Mold is a big problem in renovations and most of the time, you don’t even know you have it in your home.
Many homebuyers want to know if their house has mold, once had mold, or could have mold in the future. People are becoming so sensitive to materials, food, and allergens in the air that any type of mold or mold issue is turning away buyers.
But is it really as dangerous as everyone is making it out to be?
According to an article in Realty Times, the extreme reaction to the word mold is getting thrown out of proportion when in fact many homes have a very common type of mold.
Now this is not to say that mold is not an issue you should be concerned with, but some types of molds are more dangerous and more deadly than others. Some may cause health problems and others may not. Heck, you probably have mold in your refrigerator right now growing on something that’s not causing you any harm unless you ingest it. And its not like you’re going to eat that big hunk of cheese with that weird green stuff growing on it anyway.

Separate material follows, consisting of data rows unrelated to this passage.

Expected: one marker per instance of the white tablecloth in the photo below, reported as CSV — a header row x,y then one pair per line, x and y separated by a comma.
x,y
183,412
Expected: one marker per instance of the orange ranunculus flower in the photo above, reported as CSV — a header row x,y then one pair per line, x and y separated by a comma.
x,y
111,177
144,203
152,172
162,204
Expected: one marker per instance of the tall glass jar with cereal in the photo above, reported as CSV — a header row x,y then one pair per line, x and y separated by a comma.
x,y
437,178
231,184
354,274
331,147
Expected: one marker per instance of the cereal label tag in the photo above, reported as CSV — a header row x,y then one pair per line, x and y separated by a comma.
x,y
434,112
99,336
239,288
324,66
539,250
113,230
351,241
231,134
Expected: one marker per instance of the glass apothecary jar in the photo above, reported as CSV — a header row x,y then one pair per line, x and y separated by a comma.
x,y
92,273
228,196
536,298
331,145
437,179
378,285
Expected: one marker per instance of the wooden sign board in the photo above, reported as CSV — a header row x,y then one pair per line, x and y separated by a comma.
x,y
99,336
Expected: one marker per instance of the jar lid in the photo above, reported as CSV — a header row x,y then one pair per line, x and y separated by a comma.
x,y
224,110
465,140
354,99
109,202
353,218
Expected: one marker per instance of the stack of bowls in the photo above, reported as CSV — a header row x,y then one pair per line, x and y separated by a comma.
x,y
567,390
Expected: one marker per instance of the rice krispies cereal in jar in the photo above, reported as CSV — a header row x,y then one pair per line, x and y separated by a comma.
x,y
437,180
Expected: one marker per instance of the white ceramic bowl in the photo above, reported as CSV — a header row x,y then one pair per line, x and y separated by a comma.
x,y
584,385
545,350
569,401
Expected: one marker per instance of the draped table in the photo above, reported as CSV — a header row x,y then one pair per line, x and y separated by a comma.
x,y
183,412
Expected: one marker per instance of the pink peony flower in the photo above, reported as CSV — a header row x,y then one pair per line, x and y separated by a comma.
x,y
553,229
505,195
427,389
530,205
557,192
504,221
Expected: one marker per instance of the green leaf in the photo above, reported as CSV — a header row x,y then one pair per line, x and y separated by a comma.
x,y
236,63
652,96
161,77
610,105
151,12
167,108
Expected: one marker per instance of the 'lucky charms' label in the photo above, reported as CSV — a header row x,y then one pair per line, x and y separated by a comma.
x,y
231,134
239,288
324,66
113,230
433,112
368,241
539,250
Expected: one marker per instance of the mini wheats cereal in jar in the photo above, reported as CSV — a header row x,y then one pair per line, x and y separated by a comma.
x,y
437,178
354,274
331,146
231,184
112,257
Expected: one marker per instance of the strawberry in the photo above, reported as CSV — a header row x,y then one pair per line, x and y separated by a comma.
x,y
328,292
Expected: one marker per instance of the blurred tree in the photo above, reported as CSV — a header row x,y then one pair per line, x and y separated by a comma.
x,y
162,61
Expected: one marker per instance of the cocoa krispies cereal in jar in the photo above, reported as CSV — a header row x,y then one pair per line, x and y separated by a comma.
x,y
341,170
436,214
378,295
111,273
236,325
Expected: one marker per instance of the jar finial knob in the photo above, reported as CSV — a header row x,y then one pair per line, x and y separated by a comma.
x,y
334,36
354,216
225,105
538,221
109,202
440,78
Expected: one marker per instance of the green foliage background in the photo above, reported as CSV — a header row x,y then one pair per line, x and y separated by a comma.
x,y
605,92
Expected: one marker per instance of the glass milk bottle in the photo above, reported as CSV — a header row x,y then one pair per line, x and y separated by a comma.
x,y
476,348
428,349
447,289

“Black mold” is very rare and more common types of molds like mildew are found in just about every home. Efficiency, insulation, and modern building techniques all add to the chance that mold may or may not be more prevalent in your home versus another person’s home. Air circulation might be so tight that dampness can linger, for example, providing the perfect environment for mold to grow. Unfortunately, you won’t be able to determine whether your home is a mold victim until you get a home inspection.
Improperly vented bathroom fans are one of the culprits that could create mold in a bathroom. Any spills or leaks that are left unattended can also create mold. Improper attic ventilation can cause mold in the attic and the roof, too. Make sure you discuss proper attic ventilation with contractors, remodelers and inspectors to avoid this from becoming an issue.
Basements and crawl spaces are also key locations for mold. If the basement has concrete block walls, rather than the poured concrete walls that have been fairly standard for 30 plus years now, it will usually show some evidence of effervescence, which is water seeping slowly into the pores in concrete blocks.